2. The intermediary must be given notice of the petition using an appropriate medium, with proof of receipt and the petition must be submitted to the Chamber within the following 30 days.
3. The Chamber will assess the eligibility of the petition within five days of its submission and will request the petitioner to make any additions or corrections within an appropriate time period. Should the time period set elapse without action being taken, the Chamber will declare the petition inadmissible while it will inform the investor and the intermediary accordingly.
4. Once it has declared a petition admissible, within five days of its submission or the submission of the additions and corrections requested, the Chamber will invite the intermediary to accept the conciliation attempt, while providing any additions and corrections.
5. Using an adequate medium for which proof of receipt can be provided and within the five days following the invitation of the Chamber, the intermediary will inform the Chamber and the investor of his acceptance of the conciliation attempt using a document which will contain his commitment to observe the confidentiality obligations and other rules set forth in this regulation, which will
be accompanied by:
a) the documents proving that the procedure commencement expenses have been paid;
b) the documentation that applies to the contractual relation under dispute, including the complaint set forth by the investors and any decisions made in its regard.
6. Should the deadline set forth above elapse, the Chamber will announce the intermediary’s failure to respond to the conciliation attempt in a timely manner.
Art. 9
(Appointment of the conciliator)
1. Once the petition has been submitted, the Chamber will appoint without delay a conciliator from among those listed, with account taken of the following criteria:
a) a location close to the investor;
b) number of disputes pending before the conciliator;
c) experience of the conciliator on the specific issues of the dispute in question;
d) fair distribution of duties;
e) an equal balance between men and women.
2. Once the Chamber has received confirmation of the intermediary's participation, it will communicate the appointment to the conciliator and the parties without delay. Once the conciliator has received the appointment and the documentation produced by the parties, he/she will provide a declaration of acceptance within five days.
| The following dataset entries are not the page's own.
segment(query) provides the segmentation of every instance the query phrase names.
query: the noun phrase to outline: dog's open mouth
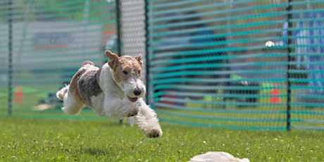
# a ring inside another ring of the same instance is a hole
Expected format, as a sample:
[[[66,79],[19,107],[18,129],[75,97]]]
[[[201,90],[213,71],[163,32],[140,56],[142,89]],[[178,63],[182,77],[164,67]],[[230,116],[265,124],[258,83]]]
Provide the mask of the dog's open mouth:
[[[131,102],[136,102],[137,101],[138,97],[130,97],[130,96],[127,96],[127,98],[131,101]]]

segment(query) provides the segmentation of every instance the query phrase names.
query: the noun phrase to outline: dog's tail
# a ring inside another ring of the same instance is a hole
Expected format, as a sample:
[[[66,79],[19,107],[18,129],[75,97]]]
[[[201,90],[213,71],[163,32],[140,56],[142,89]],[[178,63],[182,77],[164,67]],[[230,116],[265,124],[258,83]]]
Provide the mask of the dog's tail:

Should acceptance not be forthcoming in a timely manner,
the Chamber will immediately appoint another conciliator.
3. If the appointed conciliator cannot be present for any reason, the Chamber will immediately provide for his/her replacement pursuant to par.1. The new conciliator will proceed pursuant to article 12, par. 2. The procedure will be concluded within 60 days of the date of the replacement.
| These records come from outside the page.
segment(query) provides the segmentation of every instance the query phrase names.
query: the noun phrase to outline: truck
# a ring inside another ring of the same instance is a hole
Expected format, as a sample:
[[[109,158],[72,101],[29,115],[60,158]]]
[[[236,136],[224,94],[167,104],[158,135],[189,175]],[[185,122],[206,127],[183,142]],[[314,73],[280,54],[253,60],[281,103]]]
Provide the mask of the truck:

4. In the event that no conciliator is registered in the province where the investor resides or has registered offices, or if the conciliators that are present are unavailable and it is not possible to guarantee appropriate, speedy handling of the procedure, the Chamber is entitled to appoint the conciliations organisations registered in the register set forth under art. 38, par. 2 of
Italian Legislative Decree 5, 17 January 2003, which have indicated their availability, including through the conclusion of appropriate agreements. The decision to proceed in this manner must be appropriately corroborated by the Chamber. The Chamber will assign the conciliation organisation that it considers most appropriate, taking into account the criteria ser forth under a) and
c) of par.1. The conciliation organisation will apply the rules and fees set forth herein.
Art. 10
(Obligations of the conciliator)
1. When declaring his/her acceptance, the conciliator will confirm that the requirements for his/her registration continue to be fulfilled while there are:
a) no relations with the parties or their representatives such as to affect his/her impartiality and independence;
b) personal interests, whether direct or indirect, relating to the object of the dispute.
2. During the procedure, the conciliator will immediately inform the Chamber and the parties of any circumstances occurring that could affect his/her independence and impartiality.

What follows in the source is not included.